Left without a proper compact after discontinuing the Skylark in 1997, Buick made a comeback to the segment by launching the Verano sedan in 2011. The vehicle quickly joined the Encore and Enclave crossovers in helping Buick’s growth in both the United States and China. In 2013, the Verano accounted for 20 percent of Buick sales in the U.S.
Although the current Verano is only three years old, Buick is already working on a brand-new model. The redesigned vehicle sits atop the same Delta II platform underpinning the upcoming Chevrolet Cruze and the Euro-exclusive Opel Astra . Naturally, the new Verano shares many of its internals with the latter.
What the Verano doesn’t share with the Astra, however, is its styling. Slightly longer and wider than its Opel -badged brother, the Verano benefits from Buick’s trademark front grille — now wider for a more aggressive grin — and borrows a few cues from the larger LaCrosse model. The spy shots that arrived in our inbox straight from Germany suggest the sedan is keeping its sleek profile, while gaining a prettier rear end, with the taillights biting more into the fenders.

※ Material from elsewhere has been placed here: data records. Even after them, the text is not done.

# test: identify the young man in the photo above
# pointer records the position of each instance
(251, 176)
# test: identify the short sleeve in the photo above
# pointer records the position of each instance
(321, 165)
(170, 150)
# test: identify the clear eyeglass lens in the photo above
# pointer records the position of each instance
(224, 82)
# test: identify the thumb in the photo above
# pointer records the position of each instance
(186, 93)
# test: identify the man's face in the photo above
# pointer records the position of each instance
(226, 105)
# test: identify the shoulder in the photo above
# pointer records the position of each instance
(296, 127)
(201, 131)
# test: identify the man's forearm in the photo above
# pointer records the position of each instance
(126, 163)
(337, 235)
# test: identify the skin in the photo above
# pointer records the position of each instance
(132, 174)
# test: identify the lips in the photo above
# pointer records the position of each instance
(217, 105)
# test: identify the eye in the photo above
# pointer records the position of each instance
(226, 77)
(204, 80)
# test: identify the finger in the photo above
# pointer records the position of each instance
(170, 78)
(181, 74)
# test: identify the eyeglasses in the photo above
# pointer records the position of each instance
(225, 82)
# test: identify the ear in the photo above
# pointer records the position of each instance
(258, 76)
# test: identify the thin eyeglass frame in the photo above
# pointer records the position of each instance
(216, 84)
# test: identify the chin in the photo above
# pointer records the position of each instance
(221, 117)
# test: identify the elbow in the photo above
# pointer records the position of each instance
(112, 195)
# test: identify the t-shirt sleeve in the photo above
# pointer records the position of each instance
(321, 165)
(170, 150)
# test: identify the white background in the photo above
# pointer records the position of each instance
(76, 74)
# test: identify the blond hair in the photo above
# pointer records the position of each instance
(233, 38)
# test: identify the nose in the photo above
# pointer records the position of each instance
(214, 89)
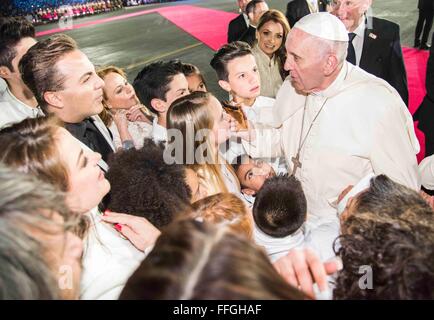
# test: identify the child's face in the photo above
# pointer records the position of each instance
(195, 83)
(178, 87)
(221, 129)
(253, 174)
(243, 78)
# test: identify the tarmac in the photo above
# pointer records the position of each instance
(134, 42)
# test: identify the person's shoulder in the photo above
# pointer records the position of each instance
(262, 100)
(385, 26)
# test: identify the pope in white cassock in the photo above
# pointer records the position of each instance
(333, 122)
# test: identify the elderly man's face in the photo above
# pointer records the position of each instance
(350, 12)
(257, 13)
(82, 91)
(303, 62)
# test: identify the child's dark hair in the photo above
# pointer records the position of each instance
(280, 207)
(227, 53)
(142, 184)
(153, 81)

Things are changing under the hood as well, where an all-new, turbocharged, 1.5-liter four-pot replaces the old 2.4-liter Ecotec unit. Word has it General Motors is also looking to share the Chevrolet Cruze’s 2.0-liter turbodiesel mill with Buick. The latter delivers 151 horsepower and 264 pound-feet of torque, while returning up to 46 mpg on the highway.
We expect the new Verano to break cover in late 2015 and go on sale for the 2016 model year.